JAKARTA – Otoritas Jasa Keuangan (OJK) sudah pernah mencabut izin 15 bank pada periode Januari-September 2024. Adapun otoritas mencabut izin yang mana rata-rata bank perekonomian rakyat (BPR) yang dimaksud dikarenakan indikasi melakukan praktik fraud.
Pada semester I ini saja, jumlah total BPR ini jumlahnya sudah ada tiga kali lipat dibandingkan bilangan bulat tahun lalu. Jumlah BPR yang kerap disebut bank bangkrut ini juga sudah ada tutup di area menghadapi rata-rata 18 tahun terakhir.
Terbaru, muncul bank bangkrut bernama PT BPR Nature Primadana Capital dari Bogor yang mana kemudian dicabut izinnya oleh OJK per 13 Agustus 2024.
Sekretaris Lembaga LPS, Annas Iswahyudi mengimbau agar klien PT BPR Nature Primadana Capital, tetap memperlihatkan tenang dan juga tidaklah terpancing atau terprovokasi untuk melakukan hal-hal yang dimaksud dapat menghambat proses pembayaran klaim penjaminan juga likuidasi bank.

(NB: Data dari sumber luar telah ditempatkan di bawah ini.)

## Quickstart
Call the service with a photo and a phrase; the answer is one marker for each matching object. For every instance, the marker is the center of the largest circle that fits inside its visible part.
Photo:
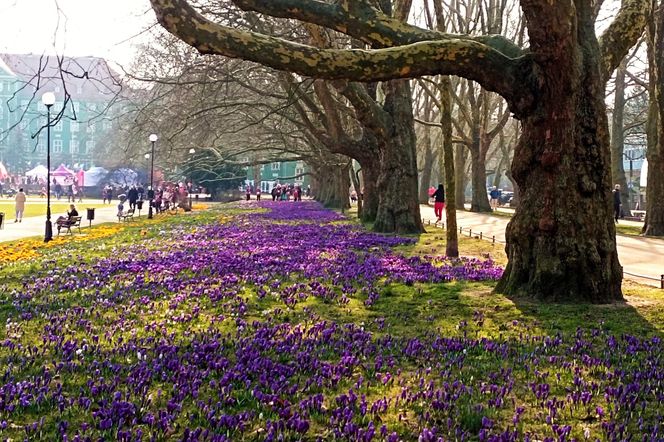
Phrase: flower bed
(291, 324)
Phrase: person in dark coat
(132, 196)
(439, 202)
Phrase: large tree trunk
(480, 200)
(452, 241)
(398, 209)
(561, 241)
(618, 137)
(335, 182)
(654, 225)
(427, 166)
(460, 175)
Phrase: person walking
(495, 197)
(20, 205)
(617, 203)
(439, 202)
(132, 196)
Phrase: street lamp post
(192, 151)
(153, 139)
(49, 100)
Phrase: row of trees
(361, 107)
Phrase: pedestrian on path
(495, 197)
(20, 205)
(617, 203)
(439, 202)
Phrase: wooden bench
(74, 221)
(126, 216)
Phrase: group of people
(280, 192)
(284, 192)
(70, 188)
(168, 196)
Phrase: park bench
(126, 216)
(74, 221)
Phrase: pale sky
(104, 28)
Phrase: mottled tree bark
(480, 200)
(654, 223)
(561, 240)
(334, 185)
(618, 137)
(398, 209)
(452, 240)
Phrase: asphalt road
(642, 258)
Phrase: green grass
(38, 208)
(408, 311)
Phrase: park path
(35, 225)
(639, 256)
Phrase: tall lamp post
(153, 139)
(48, 99)
(192, 151)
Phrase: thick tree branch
(454, 56)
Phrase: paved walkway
(35, 225)
(639, 256)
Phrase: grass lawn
(286, 322)
(38, 208)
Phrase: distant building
(292, 172)
(92, 86)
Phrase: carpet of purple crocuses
(221, 329)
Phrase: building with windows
(291, 172)
(84, 88)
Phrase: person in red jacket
(439, 202)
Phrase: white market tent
(39, 172)
(123, 177)
(94, 176)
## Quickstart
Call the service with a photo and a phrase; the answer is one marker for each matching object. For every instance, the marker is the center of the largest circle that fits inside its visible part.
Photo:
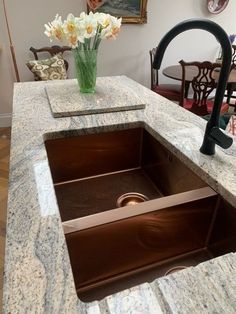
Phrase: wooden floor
(4, 164)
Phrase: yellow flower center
(73, 39)
(58, 33)
(89, 29)
(71, 27)
(106, 23)
(115, 30)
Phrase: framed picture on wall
(131, 11)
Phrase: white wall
(127, 55)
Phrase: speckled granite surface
(112, 94)
(38, 277)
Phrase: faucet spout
(213, 135)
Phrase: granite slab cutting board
(112, 94)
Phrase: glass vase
(86, 69)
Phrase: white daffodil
(71, 24)
(103, 19)
(89, 23)
(77, 32)
(74, 30)
(113, 29)
(55, 28)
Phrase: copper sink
(180, 222)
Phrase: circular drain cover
(131, 198)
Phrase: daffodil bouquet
(84, 35)
(84, 32)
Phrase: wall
(127, 55)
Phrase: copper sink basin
(179, 223)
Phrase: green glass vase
(86, 69)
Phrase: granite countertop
(38, 276)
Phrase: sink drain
(131, 198)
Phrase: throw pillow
(48, 69)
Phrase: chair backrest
(53, 50)
(203, 83)
(154, 72)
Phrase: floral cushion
(48, 69)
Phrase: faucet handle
(220, 138)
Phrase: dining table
(175, 72)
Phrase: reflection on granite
(112, 94)
(38, 277)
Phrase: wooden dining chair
(59, 65)
(202, 84)
(169, 91)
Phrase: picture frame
(131, 11)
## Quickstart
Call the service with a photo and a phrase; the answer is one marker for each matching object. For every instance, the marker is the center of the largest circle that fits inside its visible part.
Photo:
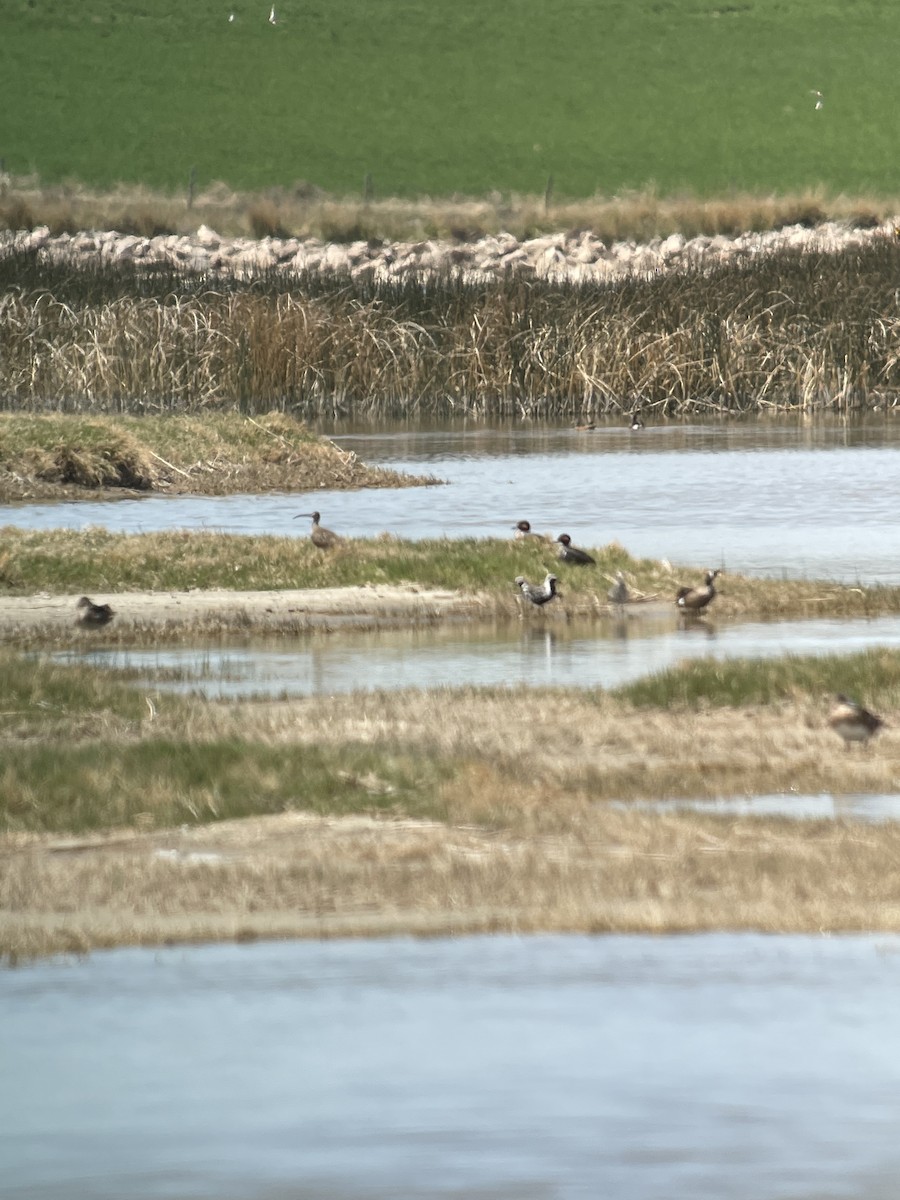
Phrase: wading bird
(94, 615)
(538, 593)
(618, 593)
(695, 599)
(319, 537)
(851, 721)
(569, 553)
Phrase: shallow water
(539, 652)
(715, 1067)
(865, 808)
(785, 499)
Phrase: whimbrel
(538, 593)
(569, 553)
(695, 599)
(94, 615)
(325, 539)
(618, 593)
(851, 721)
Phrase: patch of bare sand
(313, 606)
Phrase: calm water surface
(718, 1067)
(544, 652)
(791, 499)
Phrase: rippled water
(717, 1067)
(541, 652)
(817, 501)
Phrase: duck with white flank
(569, 553)
(95, 615)
(851, 721)
(538, 593)
(319, 537)
(523, 529)
(619, 592)
(696, 599)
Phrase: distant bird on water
(523, 529)
(325, 539)
(619, 592)
(851, 721)
(569, 553)
(538, 593)
(696, 599)
(95, 615)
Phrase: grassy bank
(433, 811)
(786, 330)
(601, 96)
(97, 562)
(215, 454)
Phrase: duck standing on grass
(325, 539)
(95, 615)
(851, 721)
(619, 592)
(569, 553)
(696, 599)
(538, 593)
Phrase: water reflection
(538, 652)
(709, 1067)
(819, 501)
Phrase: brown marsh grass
(478, 570)
(53, 455)
(787, 330)
(439, 811)
(305, 211)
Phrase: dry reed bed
(310, 213)
(789, 330)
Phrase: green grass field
(463, 97)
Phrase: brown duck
(94, 615)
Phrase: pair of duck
(567, 552)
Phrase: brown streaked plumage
(325, 539)
(538, 593)
(94, 615)
(696, 599)
(851, 721)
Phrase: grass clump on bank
(786, 330)
(53, 455)
(97, 561)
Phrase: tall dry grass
(804, 330)
(306, 211)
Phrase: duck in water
(696, 599)
(569, 553)
(851, 721)
(325, 539)
(538, 593)
(94, 615)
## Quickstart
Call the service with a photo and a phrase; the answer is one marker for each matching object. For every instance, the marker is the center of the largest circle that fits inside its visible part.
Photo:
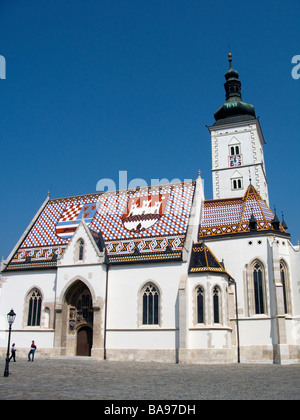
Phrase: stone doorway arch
(78, 312)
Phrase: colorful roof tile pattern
(134, 224)
(232, 215)
(203, 260)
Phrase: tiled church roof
(142, 224)
(233, 215)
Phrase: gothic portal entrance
(81, 317)
(84, 341)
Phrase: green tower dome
(234, 109)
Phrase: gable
(91, 253)
(232, 215)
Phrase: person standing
(13, 352)
(31, 351)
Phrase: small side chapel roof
(236, 215)
(144, 224)
(203, 260)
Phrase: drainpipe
(105, 319)
(231, 280)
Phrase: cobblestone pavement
(87, 378)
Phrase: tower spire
(233, 109)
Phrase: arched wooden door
(84, 341)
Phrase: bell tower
(237, 145)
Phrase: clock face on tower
(235, 160)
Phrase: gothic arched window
(79, 249)
(200, 305)
(285, 287)
(259, 288)
(34, 308)
(150, 304)
(217, 305)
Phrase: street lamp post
(10, 319)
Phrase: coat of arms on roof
(143, 212)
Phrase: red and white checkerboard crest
(144, 212)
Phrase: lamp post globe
(10, 319)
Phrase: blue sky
(94, 87)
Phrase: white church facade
(161, 273)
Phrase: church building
(161, 273)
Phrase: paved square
(87, 378)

“Serta bukan mempercayai pihak-pihak yang tersebut mengaku dapat membantu pengurusan pembayaran klaim penjaminan simpanan dengan sebagian imbalan atau biaya yang digunakan dibebankan untuk nasabah,” ujar Annas pada keterangan resmi, hari terakhir pekan (13/9/2024).
LPS lantas menyiapkan proses pembayaran klaim penjaminan simpanan klien dan juga pelaksanaan likuidasi bank.
Belum lama ini, OJK menilai lapangan usaha BPR lalu BPRS akan terus-menerus dihadapkan pada tantangan, baik global serta domestik maupun tantangan struktural yang mana bersumber dari internal bank tersebut.
“Tantangan persaingan juga perlu diperhatikan khususnya bagi BPR/S yang dimaksud memiliki daya saing yang tersebut rendah,” ungkap Kepala Eksekutif Pengawas Sektor Keuangan OJK, Dian Ediana Rae.
Dengan adanya tantangan yang dimaksud memang benar menghasilkan 15 BPR tutup dikarenakan adanya likuidasi. Menurut Ketua Dewan Komisioner (DK) LPS Purbaya Yudhi Sadewa, setiap tahun ada sebanyak 6 hingga 7 BPR jatuh yang digunakan utamanya, bank-bank yang mana jatuh itu disebabkan oleh mismanagement oleh pemiliknya.